For completeness, I have updated the poll to include an option for Century Boots, so readers can quickly record the satisfaction level with this boot.
See the range, and the contact details for the Scottish agent here:
Scotland DG1 1QA
Call. 01387 266 461
Century has CLOSED!
Sadly, that didn’t last long, and a comment received in April 2014 alerted us to the fact that the Century operation had closed, with the following message greeting visitors to their web site:
Visiting the TIGAR site (as mentioned above) did not appear to provide any information about this subsidiary, and clicking on the section which used to lead to TIGAR RUBBER FOOTWEAR returned a “Server Application Unavailable” message, while clicking on other links to other products still opened up further information. This appears to further confirm that Century has been closed, as per the message above.
According to one of out commenters below, TIGAR suffered a couple of years of severe financial difficulty… so it looks as if Century was the sacrifice needed to save the rest of the business.
Confirming more interest in its position as a fashion accessory that a working pair of wellies, 2014 saw the Hunter Boot makes it way onto the catwalk at London Fashion Week.
I think we mark this as the end of the reliable Hunter.
While we’ve no interest in this nonsense, the story did come with some history of the original company:
In 1856, the North British Rubber Company consisted of only four people, which expanded to a team of more than 600 after 20 years.

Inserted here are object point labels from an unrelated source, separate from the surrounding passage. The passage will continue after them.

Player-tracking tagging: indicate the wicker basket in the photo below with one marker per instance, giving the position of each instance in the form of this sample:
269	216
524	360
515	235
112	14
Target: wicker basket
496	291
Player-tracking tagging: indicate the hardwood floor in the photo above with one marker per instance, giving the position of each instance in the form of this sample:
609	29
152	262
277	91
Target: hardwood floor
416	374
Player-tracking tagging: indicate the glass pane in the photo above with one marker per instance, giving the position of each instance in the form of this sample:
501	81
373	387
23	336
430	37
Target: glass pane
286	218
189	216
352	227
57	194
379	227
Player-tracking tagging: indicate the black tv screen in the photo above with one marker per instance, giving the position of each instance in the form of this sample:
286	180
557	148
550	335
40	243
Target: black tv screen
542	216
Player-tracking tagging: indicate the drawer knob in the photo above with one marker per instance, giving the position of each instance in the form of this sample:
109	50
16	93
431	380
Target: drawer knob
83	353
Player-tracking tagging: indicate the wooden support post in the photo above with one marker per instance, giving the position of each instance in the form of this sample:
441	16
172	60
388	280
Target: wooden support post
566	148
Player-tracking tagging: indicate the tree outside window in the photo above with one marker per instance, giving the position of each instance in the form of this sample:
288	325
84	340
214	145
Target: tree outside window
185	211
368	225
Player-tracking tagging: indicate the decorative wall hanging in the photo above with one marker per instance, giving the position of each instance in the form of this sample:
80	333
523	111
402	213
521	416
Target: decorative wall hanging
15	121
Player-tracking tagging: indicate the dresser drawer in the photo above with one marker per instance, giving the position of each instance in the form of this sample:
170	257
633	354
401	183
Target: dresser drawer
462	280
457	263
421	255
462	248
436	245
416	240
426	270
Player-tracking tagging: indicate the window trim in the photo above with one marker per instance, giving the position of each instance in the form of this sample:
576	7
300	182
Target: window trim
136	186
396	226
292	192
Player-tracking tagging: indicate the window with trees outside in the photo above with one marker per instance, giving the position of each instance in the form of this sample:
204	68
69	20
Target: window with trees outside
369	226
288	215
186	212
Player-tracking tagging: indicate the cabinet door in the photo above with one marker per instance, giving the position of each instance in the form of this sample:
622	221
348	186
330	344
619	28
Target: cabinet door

With the arrival of the First World War, the company found itself drastically increasing its production of wellington boots. This was at the request of a War Office that required a boot sturdy enough to cope with flooded trenches. It ordered more than a million pairs.
Hunter was also busy in the Second World War, once more producing high quantities of boots, as well as life belts, gas masks and ground sheets.
In winter 1955, the famous green wellington – the firm’s first orthopaedic boot – appeared. It was a big success, remaining in production to this day – as does the Royal Hunter that was launched alongside it.
Hunter was awarded a royal warrant from the Duke of Edinburgh in 1977, and the Queen in 1986. The firm has grown recently and its products now sell in more than 30 countries.
Although, I think some may find the line “In winter 1955, the famous green wellington – the firm’s first orthopaedic boot – appeared. It was a big success, remaining in production to this day – as does the Royal Hunter that was launched alongside it.” a bit of an exaggeration.
Since they sold off the manufacturing equipment to Serbia (which probably could make that claim with more credibility), and left the experience and skills of the staff in Edinburgh, it’s a but of a stretch of the imagination to say the boots “remain in production”. It might be truer to say something closer to “have been reproduced or recreated” by the new company using a similar name.